I originally asked this question at StackOverflow, and was suggested to bring it here.
I've seen this question about the representation of molecules in memory, and it makes sense to me (tl;dr represent it as a graph with atoms as nodes and bonds as edges). But now my question is this: how do we check and see if two molecules are equal? This could be generalized as how can we check equality of (acyclic) graphs? For now we'll ignore stereoisomers and cyclical structures, such as the carbon ring in the example given in the first link.
Here's a more detailed description of my problem: For my Molecule
class (as of now), I intend to have an array of Atom
s and an array of Bond
s. Each Bond
will point to the two Atom
s at either end, and will have a weight (i.e., the number of chemical bonds in that edge). In other words, this will most closely resemble an edge list graph.

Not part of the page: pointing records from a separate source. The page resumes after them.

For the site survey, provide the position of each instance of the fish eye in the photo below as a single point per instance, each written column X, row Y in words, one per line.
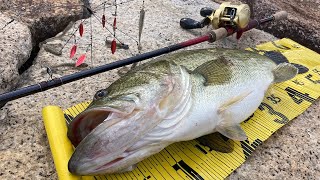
column 100, row 94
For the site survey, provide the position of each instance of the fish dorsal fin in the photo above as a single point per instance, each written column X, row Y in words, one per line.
column 217, row 71
column 284, row 72
column 228, row 126
column 217, row 142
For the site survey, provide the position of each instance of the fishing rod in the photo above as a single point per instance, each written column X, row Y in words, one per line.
column 223, row 31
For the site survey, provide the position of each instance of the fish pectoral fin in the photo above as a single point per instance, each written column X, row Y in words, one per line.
column 234, row 132
column 284, row 72
column 217, row 71
column 217, row 142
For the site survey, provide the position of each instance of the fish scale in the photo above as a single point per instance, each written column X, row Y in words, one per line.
column 225, row 88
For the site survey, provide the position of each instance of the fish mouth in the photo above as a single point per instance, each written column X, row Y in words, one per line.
column 85, row 122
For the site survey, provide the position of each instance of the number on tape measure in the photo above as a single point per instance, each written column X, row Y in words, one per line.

My first guess is to iterate over the Atom
s in one molecule and try to find corresponding Atom
s in the other molecule based on the Bond
s that contain that Atom
, but this is a rather naive approach, and the complexity seems pretty large (best guess is close to O(n!). Yikes.).

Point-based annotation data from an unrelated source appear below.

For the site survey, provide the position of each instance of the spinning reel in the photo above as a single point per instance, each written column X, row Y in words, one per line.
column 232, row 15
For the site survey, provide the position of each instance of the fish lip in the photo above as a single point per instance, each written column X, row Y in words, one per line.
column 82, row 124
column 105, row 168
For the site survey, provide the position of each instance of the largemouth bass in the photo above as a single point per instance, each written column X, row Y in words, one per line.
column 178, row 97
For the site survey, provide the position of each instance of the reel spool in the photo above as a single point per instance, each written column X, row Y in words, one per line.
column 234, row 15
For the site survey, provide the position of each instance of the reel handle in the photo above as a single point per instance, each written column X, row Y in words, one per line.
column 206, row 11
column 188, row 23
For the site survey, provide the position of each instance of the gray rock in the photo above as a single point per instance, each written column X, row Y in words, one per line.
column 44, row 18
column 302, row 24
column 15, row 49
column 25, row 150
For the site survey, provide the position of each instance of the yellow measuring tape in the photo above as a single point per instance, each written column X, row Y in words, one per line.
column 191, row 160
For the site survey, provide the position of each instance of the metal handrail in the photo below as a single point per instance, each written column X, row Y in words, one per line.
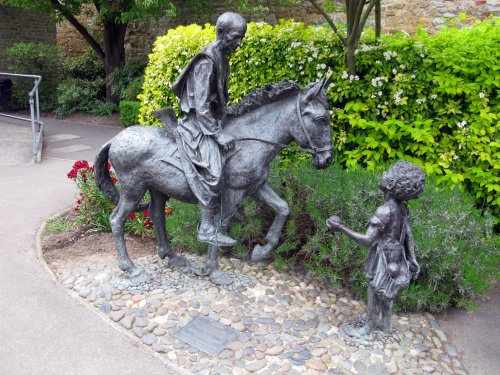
column 37, row 127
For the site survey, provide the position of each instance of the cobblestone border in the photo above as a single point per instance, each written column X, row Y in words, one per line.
column 287, row 323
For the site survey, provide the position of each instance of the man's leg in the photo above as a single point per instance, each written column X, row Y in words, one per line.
column 209, row 230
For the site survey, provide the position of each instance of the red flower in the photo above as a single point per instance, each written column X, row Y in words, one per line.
column 72, row 174
column 81, row 166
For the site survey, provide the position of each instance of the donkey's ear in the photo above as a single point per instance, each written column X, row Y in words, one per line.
column 327, row 81
column 314, row 90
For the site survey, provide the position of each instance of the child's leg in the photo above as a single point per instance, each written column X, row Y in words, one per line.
column 373, row 314
column 385, row 322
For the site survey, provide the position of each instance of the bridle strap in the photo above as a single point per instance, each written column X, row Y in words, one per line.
column 304, row 130
column 313, row 150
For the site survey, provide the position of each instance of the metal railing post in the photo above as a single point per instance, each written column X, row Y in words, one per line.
column 37, row 127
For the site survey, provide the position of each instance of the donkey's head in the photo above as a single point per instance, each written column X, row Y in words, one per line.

Regardless of complexity, this approach seems like it would work in most cases, however it seems to break down for some molecules. Take these for example (notice the different location of the OH group):
H H H OH H
| | | | |
H - C - C - C - C - C - H (2-Pentanol)
| | | | |
H H H H H
H H OH H H
| | | | |
H - C - C - C - C - C - H (3-Pentanol)
| | | | |
H H H H H
If we examine these molecules, for each atom in one molecule there is a unique same-element atom in the other molecule that has the same number and types of bonds, but these two molecules are clearly not the same, nor are they stereoisomers (which I'm not considering now). Instead they are structural isomers. Is there a way that we can check this relative structure as well? Would this be easier with an adjacency list instead of an edge list? Are there any graph equality algorithms out there that I should look into (ideally in Java)? I've looked a bit into graph canonization, but this seems like it could be NP-hard.
Looking at the Graph Isomorphism Problem Wikipedia Article, it seems as if graphs with bounded degree have polynomial time solutions to this problem. Furthermore, planar graphs also have polynomial solutions (i.e., the edges only intersect at their endpoints). It seems to me that (at least most) molecules satisfy both of these conditions, so what is this polynomial-time solution to this problem, or where can I find it? My Google searches are letting me down this time.